Я назвал журнал. Нас разделял стол, а не поле, и поэтому мне хорошо было видно, что Владыкин, как и в тот первый раз, когда я из «чувства самосохранения» соврал ему, не поверил сказанному мной.
– Отношение редакции у вас с собой?
– Кажется, да, – неуверенно сказал я. Мне показалось нужным побыть немного растерянным, потому что «отношение» действительно существовало теперь и лежало в записной книжке в заднем кармане моих брюк. Я видел, как неможилось Вениамину Григорьевичу – застигнуть меня во лжи с глазу на глаз, – слабым людям это почему-то легче делать при свидетелях, и поэтому, наверно, он взглянул поверх меня, на дверь: вдруг кто-нибудь войдет! Из своих, конечно. И лучше всего, чтобы это была, понятно, Вераванна…
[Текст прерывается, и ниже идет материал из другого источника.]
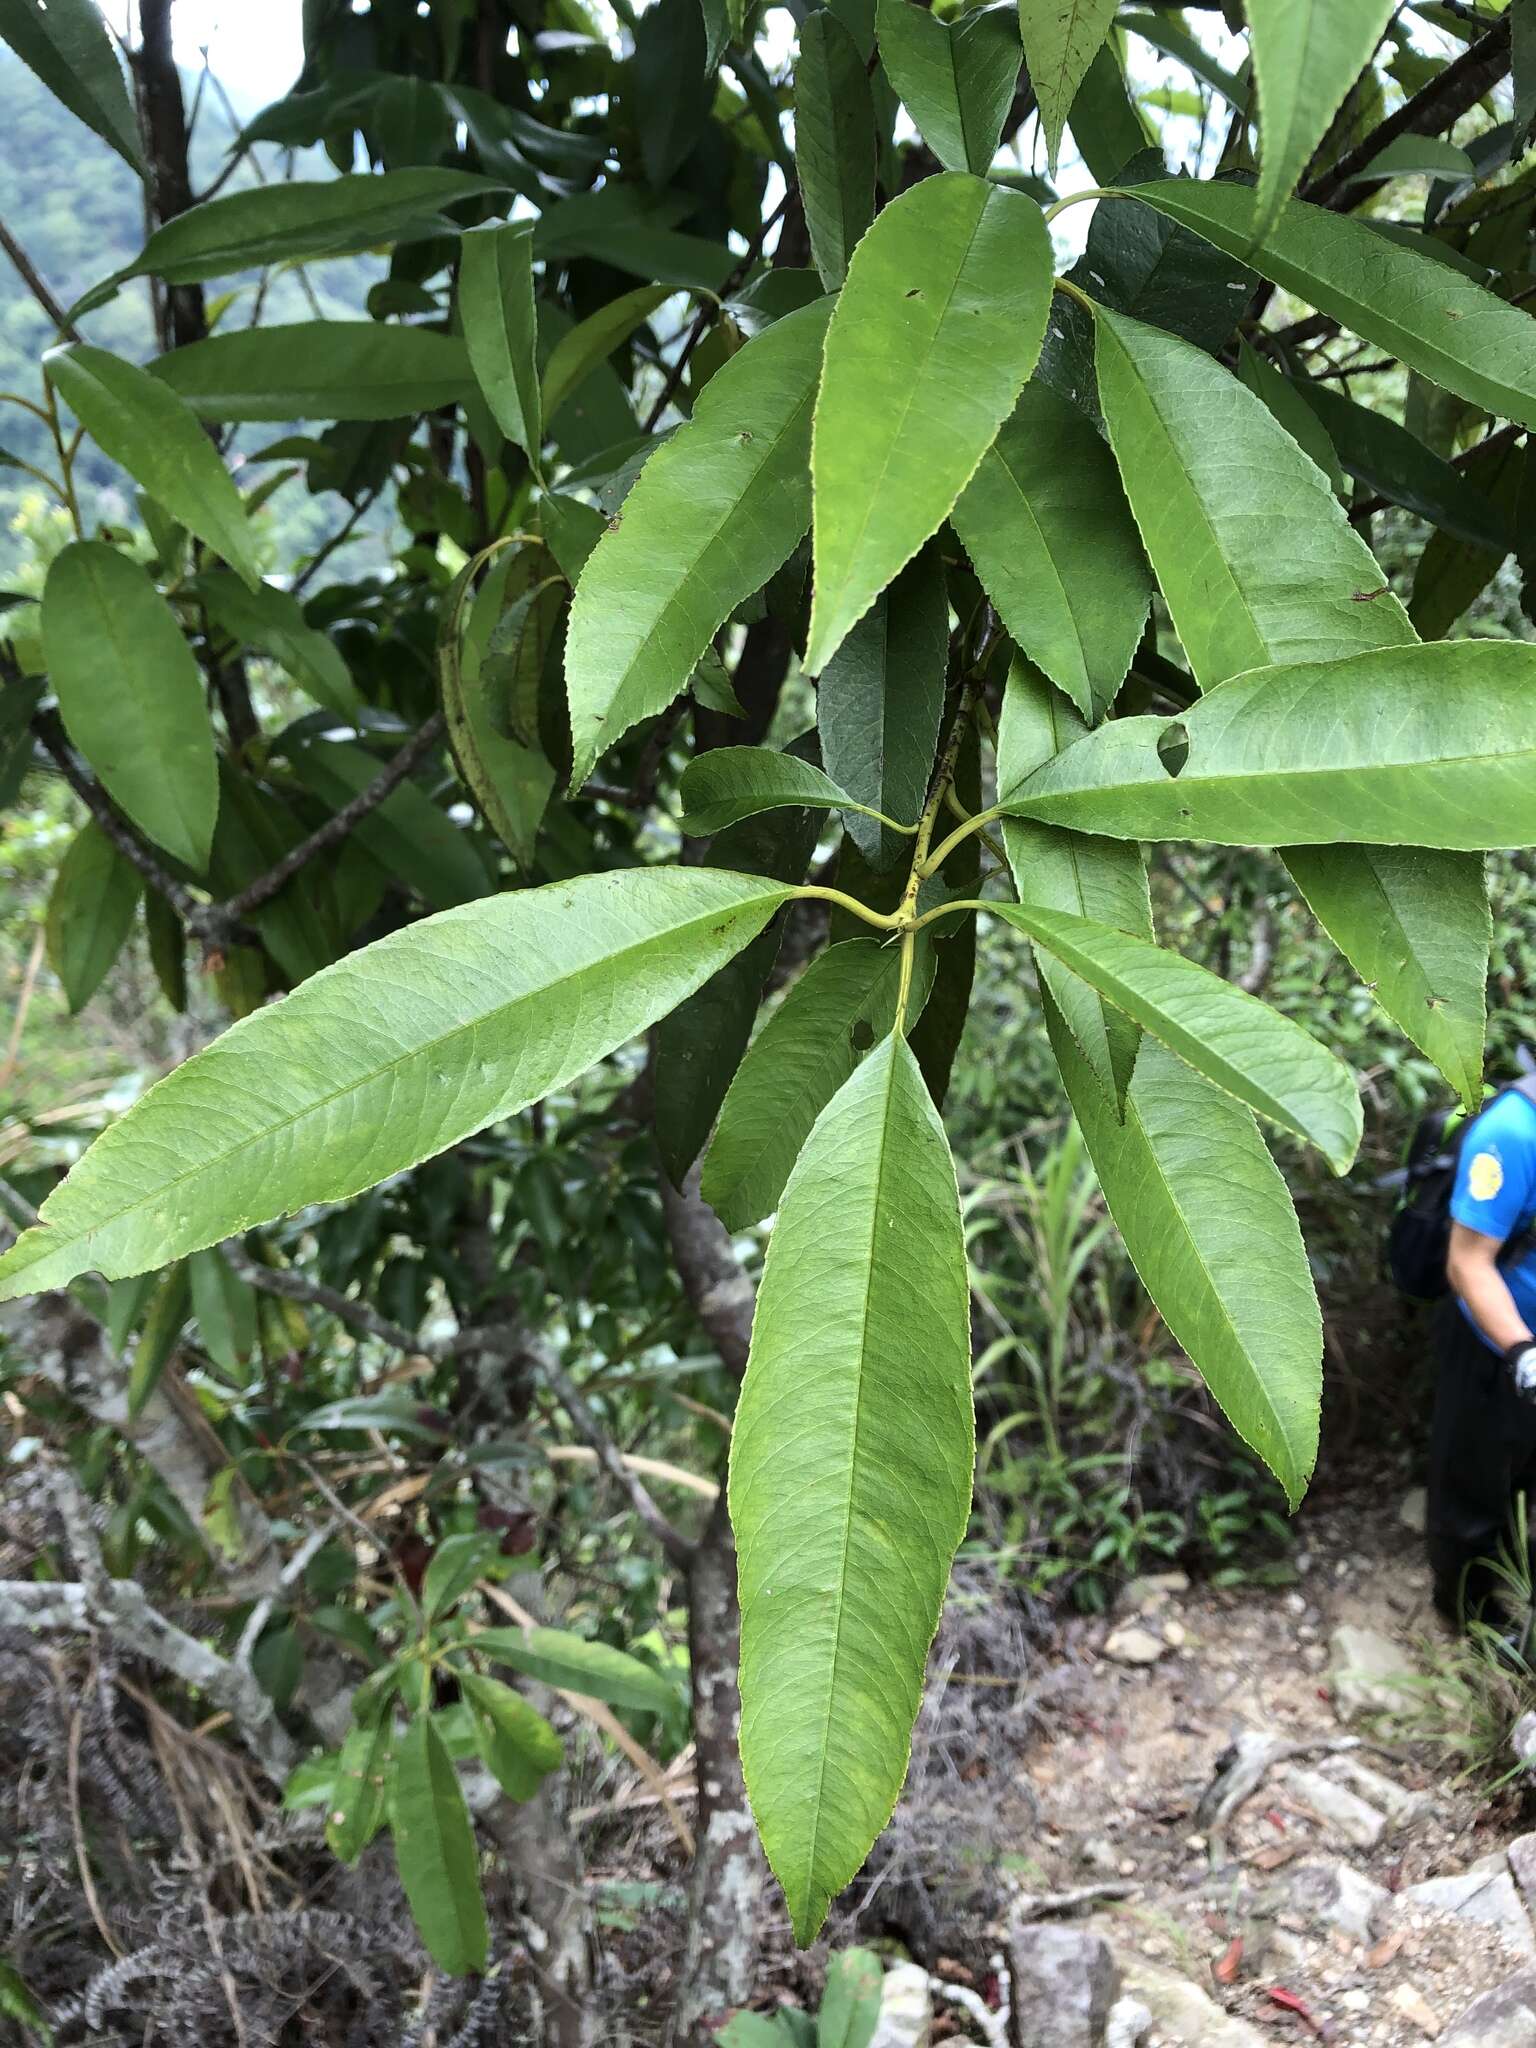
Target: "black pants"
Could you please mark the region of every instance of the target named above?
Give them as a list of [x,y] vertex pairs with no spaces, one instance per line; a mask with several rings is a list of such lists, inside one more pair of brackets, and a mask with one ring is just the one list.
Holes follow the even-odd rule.
[[1536,1406],[1454,1298],[1437,1315],[1427,1534],[1435,1605],[1456,1620],[1493,1590],[1486,1560],[1508,1539],[1516,1494],[1536,1484]]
– Да-да. Извещение со мной, – равнодушно сказал я. – Хотите взглянуть?
Уже после того как Владыкин взял у меня сложенное вчетверо письмо, мне вспомнилось, что вверху бланка, над оттиском названия журнала, – весенне-зеленым, кратким и счастливым, как молодость, красным карандашом я написал три огромных по величине букв слова – ура, уро и уры. После «ура» стоял всего лишь один восклицательный знак, а «уро» и «уры» я отстолбил многими… Я написал это уже давно, и разве, на самом деле, не слышится в окончании слова «ура» «о» и «ы», если выкрикивать это слово громко и счастливо? Еще как слышится!..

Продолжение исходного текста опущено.